Meta Platforms, Inc. forecasts notably higher capital expenditures in 2026 as it doubles down on AI-powered infrastructure, following Q3 revenue growth of 26% and a 32% jump in costs.
Meta Platforms, Inc., the parent company of Facebook and Instagram, has transformed from a social-networking pioneer into one of the largest tech investors in artificial intelligence. In recent years it has shifted focus toward building out data-centres, advanced AI models, and recruitment of talent, positioning AI as a core business driver alongside its advertising empire.

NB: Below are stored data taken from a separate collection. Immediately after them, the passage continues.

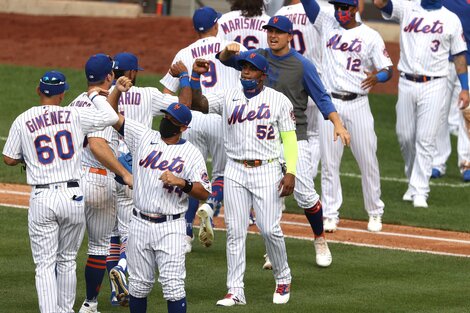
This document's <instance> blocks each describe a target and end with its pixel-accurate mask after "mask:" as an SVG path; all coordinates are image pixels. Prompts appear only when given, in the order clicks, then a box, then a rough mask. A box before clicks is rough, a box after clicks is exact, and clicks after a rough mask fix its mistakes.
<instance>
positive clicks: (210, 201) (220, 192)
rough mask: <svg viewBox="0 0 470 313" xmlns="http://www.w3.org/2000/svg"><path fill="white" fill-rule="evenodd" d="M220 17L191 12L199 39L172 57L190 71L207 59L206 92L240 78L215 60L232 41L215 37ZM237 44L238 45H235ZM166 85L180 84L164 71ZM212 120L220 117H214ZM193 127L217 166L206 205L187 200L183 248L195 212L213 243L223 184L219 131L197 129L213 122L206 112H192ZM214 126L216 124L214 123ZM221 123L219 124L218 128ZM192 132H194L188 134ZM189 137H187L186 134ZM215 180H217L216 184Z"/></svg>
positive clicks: (219, 135)
mask: <svg viewBox="0 0 470 313" xmlns="http://www.w3.org/2000/svg"><path fill="white" fill-rule="evenodd" d="M220 17H221V14H220V13H217V12H216V11H215V10H214V9H212V8H210V7H202V8H200V9H198V10H196V11H195V12H194V15H193V24H194V29H195V30H196V32H197V34H198V37H199V39H198V40H197V41H196V42H194V43H192V44H191V45H189V46H188V47H186V48H184V49H181V50H180V51H179V52H178V53H177V54H176V56H175V58H174V62H176V61H179V60H181V61H182V62H183V63H184V64H185V66H186V67H187V68H188V69H191V70H192V64H193V62H194V60H196V59H197V58H200V57H202V58H205V59H207V60H208V61H210V69H209V71H208V72H206V73H204V74H203V75H202V77H201V85H202V92H203V93H206V92H208V91H211V92H215V91H220V90H225V89H229V88H232V87H233V86H237V85H239V84H240V81H239V78H240V73H239V72H238V71H236V70H234V69H232V68H227V67H226V66H223V65H222V64H221V63H220V61H219V60H218V59H216V57H215V55H216V53H218V52H220V51H221V50H222V49H223V48H224V47H225V46H226V45H227V44H229V43H231V42H230V41H226V40H222V39H220V38H217V37H216V35H217V31H218V28H219V24H218V20H219V18H220ZM237 45H239V44H237ZM239 46H240V47H241V49H242V50H246V49H245V48H244V47H243V46H241V45H239ZM160 82H161V83H162V85H163V86H164V87H165V88H164V92H170V93H175V92H176V91H177V90H178V87H179V83H178V80H177V79H175V78H173V77H172V76H171V75H170V74H167V75H166V76H165V77H163V79H162V80H161V81H160ZM215 119H220V117H219V118H217V117H215ZM193 123H194V126H195V127H196V128H197V129H193V128H194V127H193V126H191V128H190V129H188V131H187V136H190V137H191V138H190V142H191V143H193V142H194V144H195V145H196V147H198V148H199V149H200V151H201V152H202V153H203V155H205V156H207V152H208V151H207V150H208V149H213V150H216V151H212V152H213V153H209V154H211V156H212V158H213V162H215V163H218V165H217V167H215V168H213V173H212V179H213V182H214V185H213V186H214V189H215V190H214V196H216V197H215V198H217V199H218V200H217V199H214V197H211V200H210V201H209V202H210V203H208V204H207V205H203V206H201V208H200V209H199V210H198V206H199V202H198V201H195V200H193V199H190V201H189V206H190V207H189V209H188V211H187V213H186V223H187V237H186V242H187V244H186V250H187V251H188V252H189V251H191V244H192V238H193V231H192V225H193V221H194V217H195V215H196V211H197V215H198V216H199V217H200V222H201V224H200V228H199V235H198V237H199V240H200V241H201V243H202V244H203V245H204V246H206V247H208V246H210V245H211V244H212V241H213V240H214V232H213V229H212V224H211V223H212V222H211V219H212V217H213V215H214V209H216V208H214V205H213V204H212V202H215V203H217V204H216V207H217V206H220V201H221V199H222V196H223V193H222V186H223V178H222V175H223V167H224V166H225V155H224V152H223V146H222V138H221V137H220V136H221V134H220V131H219V130H218V129H217V127H214V126H211V127H210V128H211V129H207V128H206V129H205V130H203V129H200V128H201V127H203V125H210V124H211V123H214V118H212V117H208V116H205V115H195V116H194V121H193ZM213 125H216V124H213ZM220 127H221V124H220V123H219V128H220ZM198 132H204V133H205V136H207V135H209V133H212V132H215V133H212V134H211V135H210V137H202V138H201V137H200V138H195V137H197V133H198ZM191 134H194V135H191ZM188 138H189V137H188ZM215 145H217V146H215ZM216 180H217V183H216Z"/></svg>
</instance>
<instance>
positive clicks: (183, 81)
mask: <svg viewBox="0 0 470 313" xmlns="http://www.w3.org/2000/svg"><path fill="white" fill-rule="evenodd" d="M180 87H181V88H184V87H191V84H190V82H189V76H183V77H181V78H180Z"/></svg>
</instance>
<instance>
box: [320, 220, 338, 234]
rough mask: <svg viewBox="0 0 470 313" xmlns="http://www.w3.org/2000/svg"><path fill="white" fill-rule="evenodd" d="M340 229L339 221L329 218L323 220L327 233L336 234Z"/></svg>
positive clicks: (323, 227) (323, 229)
mask: <svg viewBox="0 0 470 313" xmlns="http://www.w3.org/2000/svg"><path fill="white" fill-rule="evenodd" d="M337 229H338V219H336V218H334V217H327V218H325V219H324V220H323V230H324V231H326V232H327V233H334V232H335V231H336V230H337Z"/></svg>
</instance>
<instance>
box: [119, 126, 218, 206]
mask: <svg viewBox="0 0 470 313" xmlns="http://www.w3.org/2000/svg"><path fill="white" fill-rule="evenodd" d="M124 141H125V142H126V144H127V146H128V147H129V150H130V152H131V153H132V155H133V160H132V171H133V174H134V204H135V206H136V208H138V209H139V210H141V211H142V212H144V213H150V214H165V215H172V214H178V213H183V212H185V211H186V210H187V208H188V195H187V194H186V193H184V192H183V191H182V190H180V189H179V188H177V187H172V186H164V185H163V183H162V181H161V180H160V179H159V178H160V176H161V174H162V173H163V172H165V171H166V170H168V171H170V172H172V174H173V175H175V176H177V177H180V178H184V179H187V180H190V181H192V182H199V183H201V184H202V185H203V186H204V188H205V189H206V190H207V191H208V192H210V191H211V183H210V181H209V176H208V175H207V169H206V164H205V162H204V159H203V157H202V155H201V153H200V152H199V150H198V149H197V148H196V147H194V146H193V145H192V144H191V143H190V142H188V141H184V142H183V143H180V144H176V145H167V144H166V143H165V142H164V141H163V140H162V139H161V137H160V133H159V132H157V131H154V130H152V129H150V128H148V127H146V126H145V125H143V124H141V123H139V122H136V121H133V120H132V119H130V118H127V119H126V121H125V126H124Z"/></svg>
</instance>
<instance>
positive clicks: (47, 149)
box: [34, 130, 75, 164]
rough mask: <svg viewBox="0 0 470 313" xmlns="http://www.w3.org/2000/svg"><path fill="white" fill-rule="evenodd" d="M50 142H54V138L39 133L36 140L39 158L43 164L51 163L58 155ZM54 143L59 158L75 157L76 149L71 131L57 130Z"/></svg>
mask: <svg viewBox="0 0 470 313" xmlns="http://www.w3.org/2000/svg"><path fill="white" fill-rule="evenodd" d="M50 142H52V139H51V137H49V136H47V135H39V136H37V137H36V139H35V140H34V146H35V147H36V153H37V155H38V160H39V162H41V164H51V163H52V162H53V161H54V159H55V157H56V154H55V152H54V149H52V147H50V146H49V145H47V144H48V143H50ZM54 143H55V147H56V150H57V155H58V156H59V158H61V159H62V160H68V159H71V158H72V157H73V154H74V153H75V149H74V147H73V141H72V134H70V132H69V131H67V130H61V131H59V132H57V133H56V134H55V136H54Z"/></svg>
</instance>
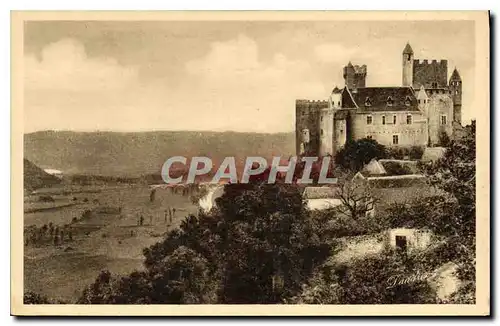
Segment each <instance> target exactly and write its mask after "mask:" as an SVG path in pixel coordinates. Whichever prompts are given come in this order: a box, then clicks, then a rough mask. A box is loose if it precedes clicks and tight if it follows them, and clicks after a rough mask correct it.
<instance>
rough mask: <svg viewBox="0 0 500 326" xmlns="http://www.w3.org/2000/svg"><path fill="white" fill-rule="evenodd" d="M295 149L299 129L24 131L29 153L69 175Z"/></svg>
mask: <svg viewBox="0 0 500 326" xmlns="http://www.w3.org/2000/svg"><path fill="white" fill-rule="evenodd" d="M294 153H295V137H294V135H293V133H277V134H263V133H239V132H206V131H204V132H195V131H153V132H128V133H126V132H73V131H40V132H35V133H29V134H25V135H24V156H25V157H26V158H27V159H29V160H30V161H32V162H34V163H35V164H36V165H38V166H40V167H41V168H44V169H45V168H53V169H58V170H61V171H62V172H63V174H64V175H70V174H92V175H108V176H141V175H145V174H156V173H159V172H160V170H161V167H162V165H163V163H164V162H165V160H166V159H167V158H169V157H172V156H176V155H181V156H186V157H192V156H207V157H210V158H212V160H213V162H214V165H217V166H218V164H219V163H220V162H221V161H222V159H223V158H224V157H226V156H235V157H237V164H238V165H241V164H242V161H243V160H244V159H245V158H246V157H247V156H263V157H271V156H284V157H288V156H290V155H293V154H294Z"/></svg>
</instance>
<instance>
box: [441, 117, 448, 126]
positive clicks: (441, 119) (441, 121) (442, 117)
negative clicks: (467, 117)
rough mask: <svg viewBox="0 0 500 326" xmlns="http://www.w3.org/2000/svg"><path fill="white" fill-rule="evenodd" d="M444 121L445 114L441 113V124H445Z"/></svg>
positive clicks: (445, 122) (442, 124)
mask: <svg viewBox="0 0 500 326" xmlns="http://www.w3.org/2000/svg"><path fill="white" fill-rule="evenodd" d="M446 123H447V121H446V115H444V114H443V115H442V116H441V124H442V125H445V124H446Z"/></svg>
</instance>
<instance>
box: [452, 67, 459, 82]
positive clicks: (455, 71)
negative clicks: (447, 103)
mask: <svg viewBox="0 0 500 326" xmlns="http://www.w3.org/2000/svg"><path fill="white" fill-rule="evenodd" d="M452 80H453V81H462V78H460V74H459V73H458V70H457V68H455V69H453V72H452V73H451V77H450V81H452Z"/></svg>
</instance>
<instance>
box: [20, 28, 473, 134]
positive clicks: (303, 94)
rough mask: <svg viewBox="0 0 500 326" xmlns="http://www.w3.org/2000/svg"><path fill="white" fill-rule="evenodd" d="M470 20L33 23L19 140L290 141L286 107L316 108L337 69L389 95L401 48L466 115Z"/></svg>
mask: <svg viewBox="0 0 500 326" xmlns="http://www.w3.org/2000/svg"><path fill="white" fill-rule="evenodd" d="M474 34H475V31H474V22H473V21H394V22H391V21H319V22H312V21H303V22H300V21H295V22H292V21H284V22H279V21H274V22H269V21H267V22H266V21H224V22H223V21H220V22H218V21H199V22H197V21H189V22H188V21H185V22H182V21H148V22H145V21H142V22H141V21H134V22H130V21H129V22H126V21H32V22H27V23H26V24H25V29H24V131H25V132H26V133H28V132H34V131H39V130H75V131H96V130H100V131H149V130H214V131H226V130H232V131H242V132H271V133H273V132H290V131H293V130H294V125H295V99H297V98H304V99H323V100H324V99H327V98H328V96H329V94H330V92H331V90H332V89H333V88H334V87H335V86H339V87H342V86H343V85H344V80H343V77H342V67H343V66H345V65H346V64H347V63H348V62H349V61H352V63H353V64H359V65H361V64H366V65H367V66H368V67H367V70H368V74H367V86H400V85H401V83H402V66H401V63H402V57H401V56H402V51H403V48H404V47H405V45H406V43H407V42H409V43H410V44H411V46H412V48H413V51H414V52H415V58H417V59H429V60H430V59H438V60H439V59H447V60H448V77H449V76H450V75H451V73H452V71H453V69H454V68H455V67H456V68H457V69H458V71H459V73H460V75H461V77H462V81H463V104H462V120H463V123H467V122H468V121H470V119H471V118H475V117H474V110H473V107H474V84H473V80H474V76H475V46H474V44H475V42H474Z"/></svg>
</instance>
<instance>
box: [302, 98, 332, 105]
mask: <svg viewBox="0 0 500 326" xmlns="http://www.w3.org/2000/svg"><path fill="white" fill-rule="evenodd" d="M295 104H297V105H299V104H301V105H324V104H326V105H328V100H304V99H297V100H295Z"/></svg>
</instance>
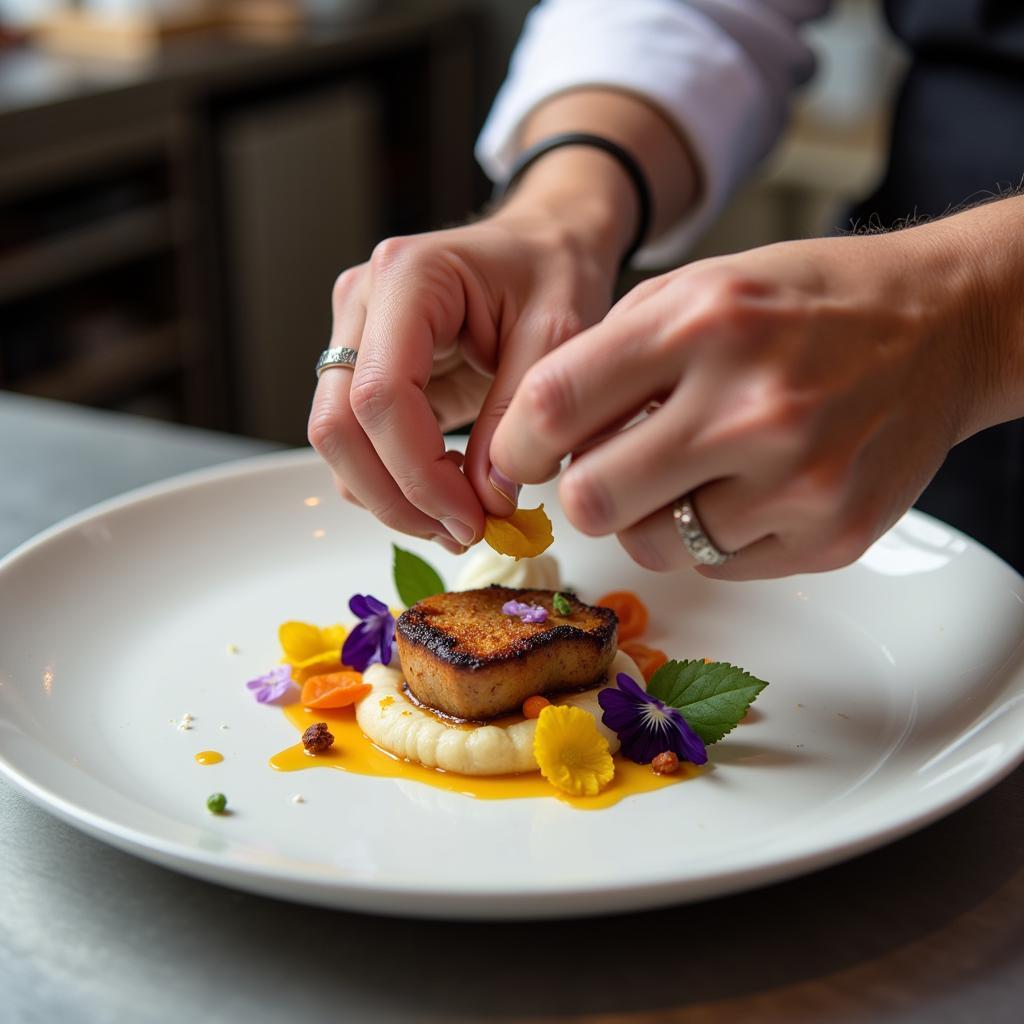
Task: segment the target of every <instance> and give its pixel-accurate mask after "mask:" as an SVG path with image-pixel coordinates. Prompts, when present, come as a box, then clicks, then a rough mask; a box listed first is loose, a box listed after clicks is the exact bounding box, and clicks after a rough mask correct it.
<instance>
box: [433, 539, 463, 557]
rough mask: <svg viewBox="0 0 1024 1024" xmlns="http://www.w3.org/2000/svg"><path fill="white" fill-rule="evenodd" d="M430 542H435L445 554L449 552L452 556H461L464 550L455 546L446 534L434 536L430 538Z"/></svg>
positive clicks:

Meta announced on October 29, 2025, that it expects “capital expenditures dollar growth will be notably larger in 2026 than 2025", driven by heavy investments in AI infrastructure and compute capacity. In the third quarter, Meta reported revenue of $51.24 billion, up 26% year-over-year, while costs surged 32% to $30.71 billion. The company also revised its 2025 capex outlook upward to a range of $70-72 billion, up from a prior call of $66–72 billion.
CEO Mark Zuckerberg emphasised the need to “aggressively front-load building capacity, so that we’re prepared for the most optimistic cases.” CFO Susan Li added that employee compensation, especially for AI engineers hired in 2025, will be the second-largest cost driver in 2026.
While Meta’s core ad business remains strong, analysts caution that the heavy infrastructure outlays could weigh on margins if revenue growth doesn’t keep pace.